Why Unqualified Voices Came to Dominate Japan’s Public Airwaves— The Structural Root of a National Failure —
This essay argues that Japan’s current political and media crisis stems from allowing non-journalists to dominate prime-time news programs. By examining the careers and limitations of prominent TV anchors, the author shows how public broadcasting became dangerously susceptible to manipulation by foreign governments and intelligence operations.
February 13, 2016
The following continues the chapter titled, “Under the Guise of Being Guardians of Democracy, They Mislead the Nation and Constantly Weaken Its National Power.”
Recently, TBS’s News 23 has seen Zenba return as its main newscaster. Her replacement had already been decided, and she is apparently set to become the host of Hōdō Tokushū, a program whose sheer awfulness once left me astonished.
Given that her counterpart is Kishii, it goes without saying that such a program is impossible to watch seriously. Above all, it represents the ultimate example of biased reporting worthy of having its broadcasting license revoked.
The other day, I watched briefly because she was interviewing Hideaki Noda. Frankly speaking, it was an utterly bland affair. What she wanted to tell viewers was simply this: “We graduated from the University of Tokyo.” That, in truth, was the extent of her reason for being. Her existence as a broadcaster rests on nothing more than that lamentable fact.
The same applies entirely to Furuta. Fundamentally, neither of them has lived a life as a journalist. To compare them with Masayuki Takayama—who can fairly be called the greatest journalist of the postwar world—would be absurdly unfair to both sides.
Zenba was merely an NHK announcer. Furuta, as everyone knows, gained some fame through professional wrestling commentary.
It is no exaggeration to say that all the root causes of the crisis Japan now faces lie in the fact that people like these have been allowed to speak about Japanese and global politics on news programs watched by vast numbers of citizens, broadcast over public airwaves.
While watching the aforementioned dialogue between Zenba and Noda, I realized something.

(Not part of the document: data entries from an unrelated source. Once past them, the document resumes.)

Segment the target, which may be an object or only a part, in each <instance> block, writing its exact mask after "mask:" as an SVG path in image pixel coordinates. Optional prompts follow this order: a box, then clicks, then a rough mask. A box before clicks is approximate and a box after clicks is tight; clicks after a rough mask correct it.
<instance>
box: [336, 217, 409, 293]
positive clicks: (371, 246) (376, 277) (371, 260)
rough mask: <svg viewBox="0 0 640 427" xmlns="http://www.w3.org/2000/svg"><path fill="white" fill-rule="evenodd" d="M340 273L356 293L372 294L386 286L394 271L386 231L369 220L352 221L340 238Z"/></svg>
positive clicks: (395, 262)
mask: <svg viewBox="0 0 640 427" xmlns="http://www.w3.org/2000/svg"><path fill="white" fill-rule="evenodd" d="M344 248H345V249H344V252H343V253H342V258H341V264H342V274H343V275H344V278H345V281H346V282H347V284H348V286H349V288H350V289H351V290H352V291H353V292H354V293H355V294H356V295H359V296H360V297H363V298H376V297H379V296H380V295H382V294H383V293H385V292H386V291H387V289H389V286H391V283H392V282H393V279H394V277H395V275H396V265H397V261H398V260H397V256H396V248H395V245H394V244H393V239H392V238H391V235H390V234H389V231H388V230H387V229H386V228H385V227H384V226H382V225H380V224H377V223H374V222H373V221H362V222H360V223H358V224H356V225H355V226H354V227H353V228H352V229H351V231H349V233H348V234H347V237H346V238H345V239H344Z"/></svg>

People like Furuta and Zenba—who are not journalists in any true sense—ultimately retreat to places that serve as their last refuge and justification for existence. In Furuta’s case, it is his connections with celebrities such as Sayuri Yoshinaga and Takuro Yoshida. In Zenba’s case, it is placing University of Tokyo graduates, whether entertainers or academics, beside her and engaging in conversation.
To allow such people to continue discussing political and international realities—where boundless ambition, power hunger, greed, intrigue, and highly sophisticated intelligence operations are unfolding day and night—is to reveal just how childish and intellectually deficient Japan’s media has become.
For the governments of South Korea or China, or for the CIA, there could hardly be a more easily manipulated target anywhere in the world—except, perhaps, for certain individuals such as Alexis Dudden and Carol Gluck in the United States, and some influential newspapers and journalists in Germany.